Kalmi Baruh (26 December 1896 - 1945) was a Bosnian scholar in the field of Ladino, pioneer of the Sephardic studies and Hispanic studies in former Kingdom of Yugoslavia.

==Life and activities==
Kalmi Baruh was born in December 1896 in Sarajevo, in one of the oldest Sephardic families in Bosnia and Herzegovina. He attended elementary school in the town of Višegrad and graduated from high school in Sarajevo. Baruh's academic studies and his PhD thesis Der Lautstand des Judenspanischen in Bosnien (The Sound System of Judeo-Spanish in Bosnia) were at Vienna University.

He worked as a teacher at the First Sarajevan Gymnasium. He was the only Balkan Peninsula scholarship recipient from the Spanish Government for post-doctoral studies in the Spanish Center for Historical Studies in Madrid (1928/9). For a long period of years, he worked together with several Yugoslav and Europe magazines in the field of linguistics and literature, such as: Srpski književni glasnik and Misao, both from Belgrade, Revista de filología Española (Madrid). He collaborated with the Gajret, the Institute for Balkan Studies the University of Belgrade and the Royal Spanish Academy. He translated from Spanish to Serbo-Croatian (Enrique Larreta: Slava don Ramira, Jedan život u doba Filipa II, Narodna prosveta, Belgrade, 1933; Jose Eustasio Rivera: Vrtlog, Minerva, Subotica-Belgrade, 1953 ...).

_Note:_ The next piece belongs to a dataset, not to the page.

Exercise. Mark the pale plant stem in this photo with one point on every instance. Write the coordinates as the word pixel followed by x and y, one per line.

Baruh presented some of the lesser-known Spanish literature in Yugoslavia and reviewed it. He also published linguistic comparative studies, school books and scientific works on philology reviews, especially in Romance languages. He collected, annotated and explored Judeo-Spanish linguistic forms and romances throughout Bosnia, Priština and Skopje. Baruh was one of the pillars of the Sarajevan progressive magazine Pregled, and a competent basis for the congregational magazines Jevrejski život and Jevrejski glas, as well as for the cultural-educational society La Benevolencija. He cooperated with Ernesto Giménez Caballero, Ivo Andrić, Isidora Sekulić, Žak Konfino, Stanislav Vinaver, Jovan Kršić, Moric Levi, Laura Papo Bohoreta and others.

Baruh spoke ten languages; he wrote his works primarily in Serbo-Croatian, in Ladino, Spanish, French and German.

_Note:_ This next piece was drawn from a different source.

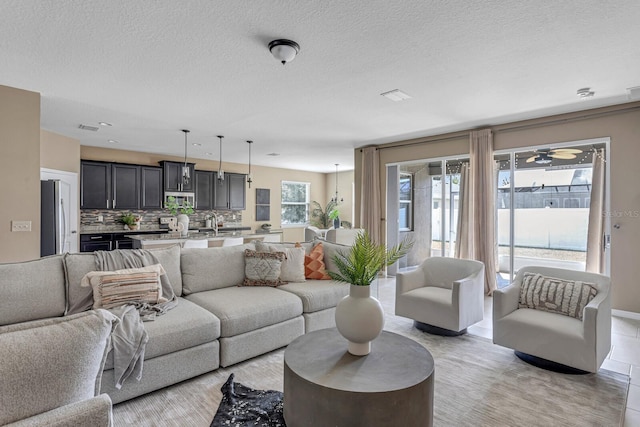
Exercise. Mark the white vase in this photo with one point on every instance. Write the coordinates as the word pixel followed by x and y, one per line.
pixel 184 220
pixel 360 319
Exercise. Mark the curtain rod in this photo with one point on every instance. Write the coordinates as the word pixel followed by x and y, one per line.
pixel 516 128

During the 1930s he was an eminent, left-oriented Yugoslav intellectual. Baruh gave special attention to the pupils of poor social background, workers' education, religious tolerance and fought against antisemitism. He propagated unreserved support for the Republicans during the Spanish Civil War.

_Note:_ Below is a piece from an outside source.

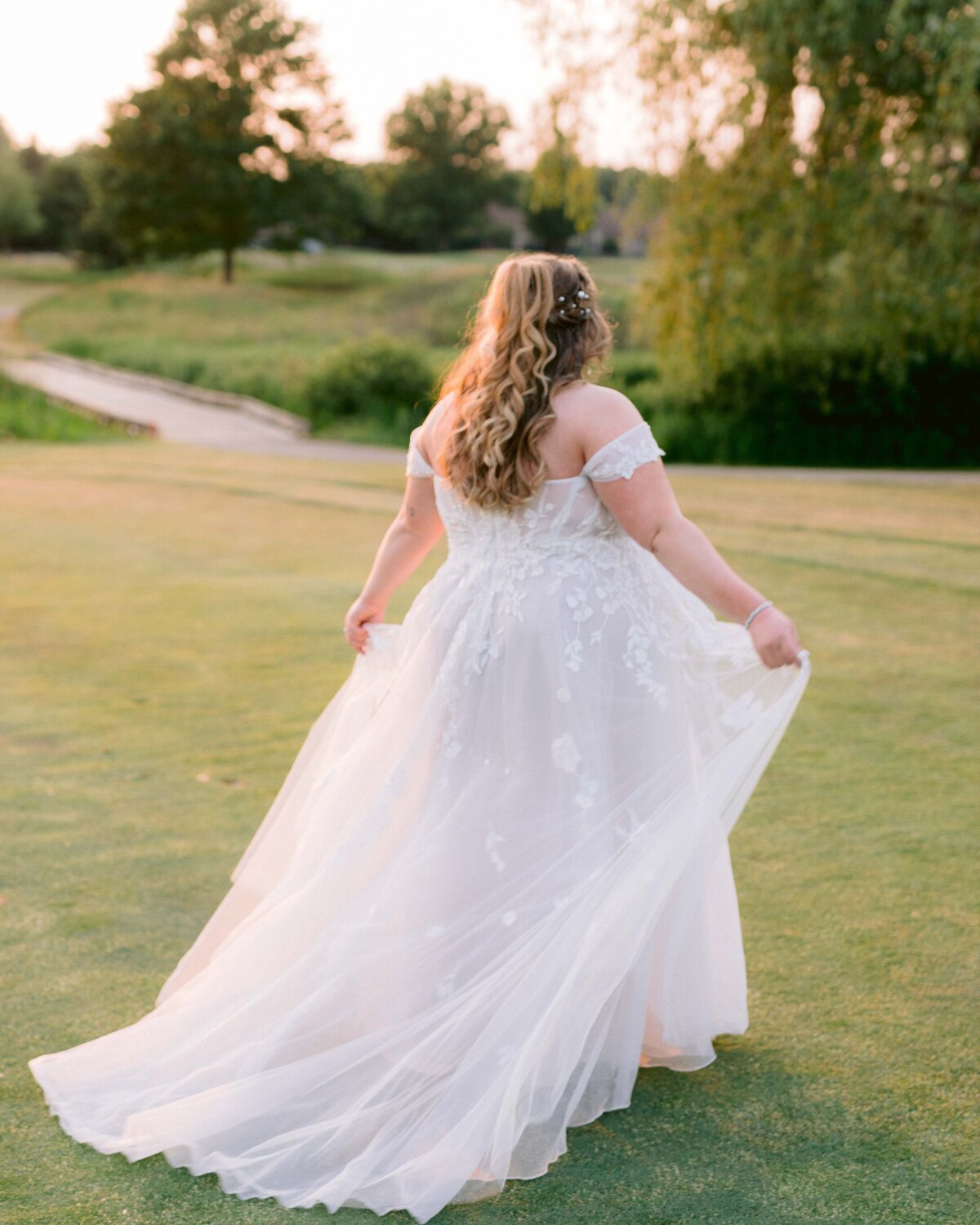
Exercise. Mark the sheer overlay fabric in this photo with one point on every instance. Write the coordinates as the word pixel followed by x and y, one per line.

He died in the Nazi concentration camp called Bergen-Belsen.

==Works==

===Most popular works===
- Španske romanse bosanskih Jevreja (Spanish Ballads of the Bosnian Jews);
- El Judeo-Español de Bosnia;
- Jevreji na Balkanu i njihov jezik (Jews in the Balkans and their Language);
- Španija u doba Majmonidesovo (Spain in the Era of Maimonides);
- Španija Filipa II (Spain of Philip the Second);
- Španija u književnosti jedne generacije (Spain in One Generation's Literary Fiction);
- Miguel de Unamuno;
- Islamski izvori Danteove Božanske komedije (Islamic Sources of Dante's Divine Comedy).

==Bibliography==
Comprehensive international bibliographies that deal with Ladino culture and especially with the Judeo-Spanish language include Kalmi Baruh's bibliography.
In 1971, Samuel Armistead and Joseph Silverman from the University of
Pennsylvania in Philadelphia have translated Baruh's Spanish Ballads [Romances] of the Bosnian Jews to English and provided their own work on this scientific paper. Among others Josip Tabak, Ivo Andrić, Samuel Kamhi, Vojislav Maksimović, Krinka Vidaković Petrov, Muhamed Nezirović, Predrag Palavestra, David Albahari, Dina Katan Ben-Zion, Ana Šomlo, Jennie Lebel, Vedrana Gotovac and Alexander Nikolić have written about Baruh.

===Separate editions of selected Kalmi Baruh's works===
- Eseji i članci iz španske književnosti, Svjetlost, Sarajevo, 1956;
- Izabrana djela, Svjetlost, Sarajevo, 1972;
- Selected Works on Sephardic and Other Jewish Topics, Shefer Publishers, Jerusalem, Israel, 2005, ISBN 965-90790-0-1 and 2007 ISBN 978-965-90790-1-8.